At long last, I was clueing into the fact that Kate’s frustrated anger didn’t necessarily have anything to do with her kindly aunt Minnie. “Kate, sweetie,” I said, “don’t you see? They’re treating you this way because they actually do remember what it’s like to be young.”
“That doesn’t make sense,” she said flatly. “If they remembered, they’d be . . . I don’t know . . .”
“Be what? Nicer to you?” I smiled. “Unfortunately, that’s not the way it works.”
“It should!” she practically yelled.
I was torn between two competing reactions. The first one was to murmur sympathetic noises, to coo auntly endearments, and to give Kate a comforting hug. The second one, which was the wrong one, was to laugh out loud. Sadly, it was also the stronger reaction and Kate saw my mouth twitch.
“You’re laughing at me.” Her eyes narrowed.
I shook my head. “No, I’m not. Laughing, yes, but at myself, not you. See, I remember having almost this exact conversation with Aunt Frances the summer I turned seventeen.”
“Not sure why that’s funny,” Kate muttered.
It probably wasn’t, not to her, so I changed tactics. “Growing up is hard. You think you’re an adult because you’re so much smarter and more capable than you were a year ago. But you’ll think the same thing next year. And the next and the next. And about the time you hit thirty, you’ll realize it never stops.”
“Thirty?” Her eyes bugged out. “Mom and Dad are going to treat me like a kid until I’m thirty?”
That hadn’t been what I meant. Then again, she wasn’t ready to hear the truth; that parents tended to permanently think of their offspring as children, no matter how old they were.
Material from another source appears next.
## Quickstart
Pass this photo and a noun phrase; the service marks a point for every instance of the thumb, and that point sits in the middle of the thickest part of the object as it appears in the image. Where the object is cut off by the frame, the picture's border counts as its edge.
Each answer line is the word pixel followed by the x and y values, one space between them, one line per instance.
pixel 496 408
“Let’s go for a walk.” I tied my car key to my shoelace and opened the car door, though walking hadn’t been my intention when we’d driven down here. At the time, I thought we’d take the car as far down the road as the road would go, see what we could see, then turn around and head for the raspberry patch. Now, however, I thought a walk in the woods might do Kate some good. Aunt Frances and I had taken lots of walks during my youthful summers, and I was finally realizing that those hadn’t happened by accident or because my aunt was such a friend of the outdoors. “Open your window a little, will you?” I asked. “Eddie could use the—”
“Mrr!!”
“—the fresh air.”
“You’re not supposed to lock animals or small children in the car during the summer,” Kate said.
Now why did her saying that irritate me? I took a deep breath, which didn’t do as much to calm me as I’d hoped, so I took another one. “The point,” I said, “is making sure they’re not in an overheated vehicle long enough to endanger their health. If you look at where we’re parked, you’ll note that the car is completely shaded by trees, and will stay that way until”—I looked up at the sky—“after lunch. And since that’s a couple of hours from now, I can’t come up with any likely scenario putting Eddie in danger.”